In fact, Smith-Mundt’s origins were rooted in a desire to censor the State Department on the home front, placating members of Congress who distrusted it on ideological grounds. In the lead-up to the bill’s passage in 1948, conservative Democrats and Republicans alike argued that the US government’s foreign affairs staff had been infiltrated with communists and couldn’t be trusted. Rep. Christian Herter (R-Mass.) demanded guarantees from a State Department official that VOA was “not being used as a vehicle for distribution of left-wing philosophy and social and other ideas that many Republicans regard as dangerous.” Eugene Cox (D-Ga.) attacked State as “chock full of Reds” and “the lousiest outfit in town.”

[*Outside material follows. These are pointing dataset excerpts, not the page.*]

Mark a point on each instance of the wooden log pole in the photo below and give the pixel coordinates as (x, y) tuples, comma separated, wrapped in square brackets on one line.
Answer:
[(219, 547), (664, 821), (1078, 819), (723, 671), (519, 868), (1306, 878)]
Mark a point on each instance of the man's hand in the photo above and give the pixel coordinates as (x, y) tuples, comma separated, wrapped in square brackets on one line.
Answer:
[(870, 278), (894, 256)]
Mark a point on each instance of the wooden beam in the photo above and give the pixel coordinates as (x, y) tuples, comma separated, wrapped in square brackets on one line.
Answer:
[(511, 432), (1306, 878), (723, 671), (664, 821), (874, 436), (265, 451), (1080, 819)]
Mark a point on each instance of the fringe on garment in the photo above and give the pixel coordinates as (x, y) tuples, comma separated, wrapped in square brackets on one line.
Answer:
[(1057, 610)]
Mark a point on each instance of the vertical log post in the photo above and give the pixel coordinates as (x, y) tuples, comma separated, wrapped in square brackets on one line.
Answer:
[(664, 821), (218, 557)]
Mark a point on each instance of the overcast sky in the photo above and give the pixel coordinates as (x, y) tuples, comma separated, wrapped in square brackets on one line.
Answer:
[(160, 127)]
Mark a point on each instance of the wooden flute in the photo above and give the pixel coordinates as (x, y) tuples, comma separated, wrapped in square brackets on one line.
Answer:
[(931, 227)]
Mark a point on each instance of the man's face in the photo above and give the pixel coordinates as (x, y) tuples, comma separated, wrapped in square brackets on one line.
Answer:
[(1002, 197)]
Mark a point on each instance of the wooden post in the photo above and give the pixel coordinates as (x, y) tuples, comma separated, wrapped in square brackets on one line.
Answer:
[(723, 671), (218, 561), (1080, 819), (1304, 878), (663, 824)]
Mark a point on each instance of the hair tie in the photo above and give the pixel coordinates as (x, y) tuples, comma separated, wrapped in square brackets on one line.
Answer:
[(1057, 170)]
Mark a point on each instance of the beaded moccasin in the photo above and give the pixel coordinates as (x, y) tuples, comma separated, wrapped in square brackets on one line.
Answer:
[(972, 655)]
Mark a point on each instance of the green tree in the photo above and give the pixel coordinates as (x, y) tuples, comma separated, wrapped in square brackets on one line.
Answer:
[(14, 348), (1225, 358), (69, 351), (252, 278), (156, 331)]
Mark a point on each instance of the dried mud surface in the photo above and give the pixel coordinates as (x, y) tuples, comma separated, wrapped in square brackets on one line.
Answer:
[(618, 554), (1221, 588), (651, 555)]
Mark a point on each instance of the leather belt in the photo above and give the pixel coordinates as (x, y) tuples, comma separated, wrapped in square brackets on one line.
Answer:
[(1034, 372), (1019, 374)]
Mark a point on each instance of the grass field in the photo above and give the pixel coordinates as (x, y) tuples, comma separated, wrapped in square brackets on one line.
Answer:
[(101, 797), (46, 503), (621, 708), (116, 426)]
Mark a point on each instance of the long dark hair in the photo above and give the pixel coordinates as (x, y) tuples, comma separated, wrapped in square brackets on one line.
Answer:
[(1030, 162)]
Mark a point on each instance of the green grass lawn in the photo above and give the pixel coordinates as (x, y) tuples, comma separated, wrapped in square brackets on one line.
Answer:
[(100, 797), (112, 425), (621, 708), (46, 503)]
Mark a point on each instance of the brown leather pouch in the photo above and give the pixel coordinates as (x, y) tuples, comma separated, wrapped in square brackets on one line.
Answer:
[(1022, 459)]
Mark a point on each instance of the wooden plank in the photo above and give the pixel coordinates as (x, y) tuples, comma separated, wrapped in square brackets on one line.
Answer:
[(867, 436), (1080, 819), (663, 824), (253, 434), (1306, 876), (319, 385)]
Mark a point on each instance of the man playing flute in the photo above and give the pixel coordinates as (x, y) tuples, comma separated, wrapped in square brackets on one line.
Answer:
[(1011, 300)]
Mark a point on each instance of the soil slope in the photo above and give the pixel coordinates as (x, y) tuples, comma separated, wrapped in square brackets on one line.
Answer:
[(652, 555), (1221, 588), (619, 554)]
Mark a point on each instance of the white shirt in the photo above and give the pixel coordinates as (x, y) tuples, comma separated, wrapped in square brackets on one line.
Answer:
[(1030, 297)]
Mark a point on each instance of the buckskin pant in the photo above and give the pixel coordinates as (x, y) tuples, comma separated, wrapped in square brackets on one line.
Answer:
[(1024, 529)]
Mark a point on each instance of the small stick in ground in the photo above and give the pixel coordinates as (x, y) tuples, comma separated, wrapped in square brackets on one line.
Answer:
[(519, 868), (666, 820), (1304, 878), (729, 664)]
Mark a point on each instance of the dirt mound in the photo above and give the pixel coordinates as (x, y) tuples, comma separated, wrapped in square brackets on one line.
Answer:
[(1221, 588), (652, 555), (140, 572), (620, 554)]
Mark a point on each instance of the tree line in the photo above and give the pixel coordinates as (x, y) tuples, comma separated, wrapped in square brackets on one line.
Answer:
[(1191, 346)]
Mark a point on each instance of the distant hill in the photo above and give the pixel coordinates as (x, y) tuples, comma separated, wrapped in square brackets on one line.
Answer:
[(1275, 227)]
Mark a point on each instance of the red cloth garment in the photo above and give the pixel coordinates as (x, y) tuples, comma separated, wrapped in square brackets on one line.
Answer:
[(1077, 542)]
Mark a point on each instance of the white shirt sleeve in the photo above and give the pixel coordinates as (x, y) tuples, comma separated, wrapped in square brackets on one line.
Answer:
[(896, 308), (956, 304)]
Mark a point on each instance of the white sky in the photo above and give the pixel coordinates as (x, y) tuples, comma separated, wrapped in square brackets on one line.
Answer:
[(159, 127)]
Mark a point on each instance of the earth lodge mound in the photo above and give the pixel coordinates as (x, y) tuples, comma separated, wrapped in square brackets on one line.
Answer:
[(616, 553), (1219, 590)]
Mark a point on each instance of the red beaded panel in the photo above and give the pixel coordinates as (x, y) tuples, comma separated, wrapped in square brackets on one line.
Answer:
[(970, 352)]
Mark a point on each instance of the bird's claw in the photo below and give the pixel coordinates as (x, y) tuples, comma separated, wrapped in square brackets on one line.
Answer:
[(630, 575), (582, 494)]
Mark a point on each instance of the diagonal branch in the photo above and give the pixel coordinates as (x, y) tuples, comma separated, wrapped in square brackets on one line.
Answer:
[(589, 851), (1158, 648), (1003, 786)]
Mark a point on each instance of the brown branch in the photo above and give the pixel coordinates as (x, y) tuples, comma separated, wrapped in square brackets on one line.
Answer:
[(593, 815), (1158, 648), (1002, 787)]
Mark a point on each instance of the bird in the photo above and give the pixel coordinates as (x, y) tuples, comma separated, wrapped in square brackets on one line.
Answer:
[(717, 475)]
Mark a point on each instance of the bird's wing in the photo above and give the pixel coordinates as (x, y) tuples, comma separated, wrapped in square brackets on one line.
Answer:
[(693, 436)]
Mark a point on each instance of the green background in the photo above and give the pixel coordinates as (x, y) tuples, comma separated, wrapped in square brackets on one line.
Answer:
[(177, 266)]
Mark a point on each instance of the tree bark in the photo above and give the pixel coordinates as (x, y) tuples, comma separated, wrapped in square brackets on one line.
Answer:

A different strain of conservative political activism on the issue reared its head in the 1990s. As one communicator from the now-defunct US Information Agency told a media researcher in 1994, congressional Republicans chafed at allowing a Clinton-run government agency to articulate the Democratic administration’s goals. “[T]hey’re unhappy with the policies, and they read the VOA editorials saying what we’re doing or not doing in Somalia or Bosnia, for example, and they go up a stump about it,” the official said. “It’s one thing if the editorials are intended to be available for foreign audiences. But if they are readily available and are in fact distributed as well to folks in North Carolina, you can bet your bottom dollar we’re going to have problems with Sen. Helms and others.”

Does its checkered past mean that Smith-Mundt should be repealed outright? Even purveyors of “public diplomacy” who favor updating the law think there’s value in its long-standing division between foreign and domestic PR roles. “Tear down that firewall, and it will be a matter of time before resources and personnel who focus on talking about America overseas are diverted in favor of domestic ‘public affairs,’ the short-term political imperative of any administration,” Gregory Garland, a foreign service officer, wrote in 2009. “In other words, given the choice about writing about jazz for a world hungry to know about America’s unique art form, or a presidential news conference, guess which will win? Smith-Mundt protects us from that false choice.”

But realistically, in the internet age, such a firewall is now essentially meaningless; anybody in the United States (and in many other places) can access most of this otherwise open info. And isn’t the American public capable of sorting through self-serving state PR? (As Cole points out, even government officials seeking a minority report have praised him “for having an accurate bull crap meter.”)

Of course, we should never be too cavalier about powerful entities—governments, corporations, individuals—being able to shape perceptions with manipulative media. But rather than acting shocked, shocked! to find that there’s government propagandizing going on in the media, perhaps progressives can keep doing what they’ve always done best: expose the pablum and its purveyors, and use the truth to put them in their place.